Home
Java from First Principles / Chapter 12 — Collections Framework

Collections Framework

List, Set, Map, Queue — the interfaces and the implementations. When to pick which. How HashMap actually works inside.


The most-used part of the standard library

Almost every non-trivial Java program uses collections. A list of users. A map from product ID to inventory count. A set of seen IDs to deduplicate. The Java Collections Framework is the part of the standard library you'll touch every day.
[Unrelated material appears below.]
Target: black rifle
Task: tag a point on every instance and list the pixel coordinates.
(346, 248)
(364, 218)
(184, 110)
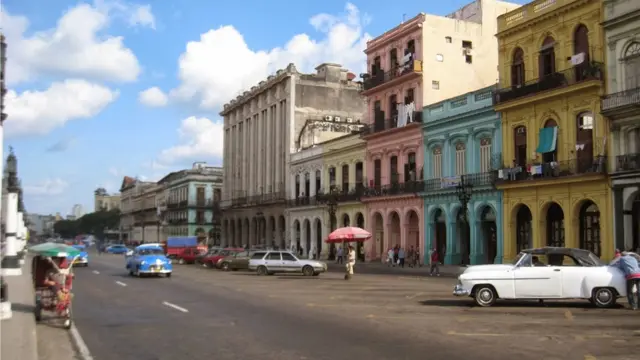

The framework was added in Java 1.2 (1998). It's not perfect — there are some legacy classes (Vector, Hashtable) that predate it and never quite fit, and a few corners that show their age. But the core abstractions (List, Set, Map, Queue) and the main implementations (ArrayList, HashMap, HashSet, LinkedList, TreeMap) hold up beautifully. They're some of the most carefully-tuned code in the JDK.

This chapter walks through the framework, picks apart how HashMap actually works under the hood, and gives a decision tree for picking the right collection for the job.

Java Collections framework: interfaces and main implementations Collections framework «interface» Iterable iterator() «interface» Collection add, remove, size... «interface» List indexed, ordered «interface» Set no duplicates «interface» Queue FIFO / LIFO ArrayList LinkedList array-backed O(1) get, O(n) insert middle doubly-linked O(n) get, O(1) insert at known node HashSet TreeSet hash-based, unordered O(1) operations red-black tree sorted, O(log n) ArrayDeque LinkedList circular array fastest queue implements both List and Deque «interface» Map (separate) HashMap, TreeMap, LinkedHashMap
Two parallel hierarchies. Collection covers Lists, Sets, and Queues — everything that holds elements. Map is separate because it holds key-value pairs, not single elements. The interfaces describe contracts; the concrete classes pick storage strategies (array, linked nodes, hash table, tree) that change the performance characteristics.

The interface hierarchy

Everything in Collections lives under one of these top-level interfaces:

**Iterable<E>** — the root. Anything you can loop over with a for-each. Just declares iterator().

**Collection<E>** — adds, removes, contains, size. The base for List, Set, Queue.

**List<E>** — ordered, indexed. get(int index), add(int index, E e), can hold duplicates.

**Set<E>** — no duplicates. May or may not preserve insertion order, depending on implementation.

**Queue<E>** — designed for processing elements in order. FIFO (offer/poll) or priority-ordered. Subinterface Deque<E> supports both ends (push, pop, addFirst, etc.).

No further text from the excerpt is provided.